Understanding Deception Technology – How It Works and Why It Matters

Understanding Deception Technology – How It Works and Why It Matters

Deception technology reduces alert noise and improves key security metrics like mean time to detection and response. It offers a pragmatic alternative to signature and behavior-based detection by detecting an attack without compromising accurate data.

It provides a parallel virtual environment with fake assets, credentials, and information that shouldn’t exist. When attackers interact with these traps, they trigger high-confidence alerts, and the attack can be stopped.

What is Deception?

The deception industry is about baiting attackers with irresistible traps to give defenders a much-needed advantage in the cybersecurity war. This approach is very different than traditional anomaly detection systems, which are based on probabilistic analysis of huge data stores that throw off massive numbers of false positives and require a security team to spend time tweaking analytical models to get any value out of them.

By creating fake infrastructure and data sets that look like legitimate business assets, deception techniques enable attackers to interact with those traps without triggering detection controls or alerting security teams.
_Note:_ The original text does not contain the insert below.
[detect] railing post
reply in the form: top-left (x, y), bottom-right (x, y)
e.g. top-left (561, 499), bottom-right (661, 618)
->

As they interact with decoys, their actions are recorded by the system and sent back to a centralized deception server, where it is instantly evaluated and converted into relevant, high-fidelity alerts.

This intelligence is then injected into existing security technologies to enhance their capability. This includes reducing the Mean Time To Detection (MTTD) by significantly limiting dwell time as well as delivering targeted counterintelligence incorporating company names to identify reconnaissance or phishing lures with specific bank BINs and insurance policy numbers that can reliably pinpoint spear-phished targets. This enables mid-market and small businesses to leverage deception without investing in a complex, costly solution that requires significant security staff to deploy and manage across the enterprise and countless external and IoT devices.

How Does Deception Work?

Like a worm dangling on a fish hook or the notes of a siren song luring sailors to their deaths, deception technology entices attackers into interacting with irresistible traps that appear to be legitimate IT assets. Once an adversary interacts with a surprise, it triggers an alert that allows security analysts to track malicious behavior in real time and respond quickly.
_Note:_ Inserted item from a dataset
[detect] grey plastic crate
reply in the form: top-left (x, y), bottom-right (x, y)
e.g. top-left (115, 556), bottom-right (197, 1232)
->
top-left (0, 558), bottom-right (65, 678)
In addition to significantly reducing false positives, deception enables more comprehensive detection and response across the entire kill chain. While most behavior-based systems flag any activity above a static baseline, deception deployments provide zero-activity regularly and give security teams detailed IOCs (indicators of compromise). As a result, threat hunters can study attacker behavior much more closely, and attack surfaces can be more accurately identified in minutes, not days or hours.

In addition, when an attacker interacts with a decoy asset and realizes it’s not real, they are forced to spend additional resources trying to find other valuable assets on the network or exfiltrate data. In a world where time is money, that’s a significant loss for bad actors and a win for defenders. As more CISOs move to deception-based solutions, the mid-market CISO has a few hurdles to overcome. Many of these solutions require specialized skills to analyze and use, which makes them expensive for smaller companies without a dedicated security team. However, deception-based security vendors offer analysis and protection as a service, so even SMBs can leverage the benefits of this innovative approach.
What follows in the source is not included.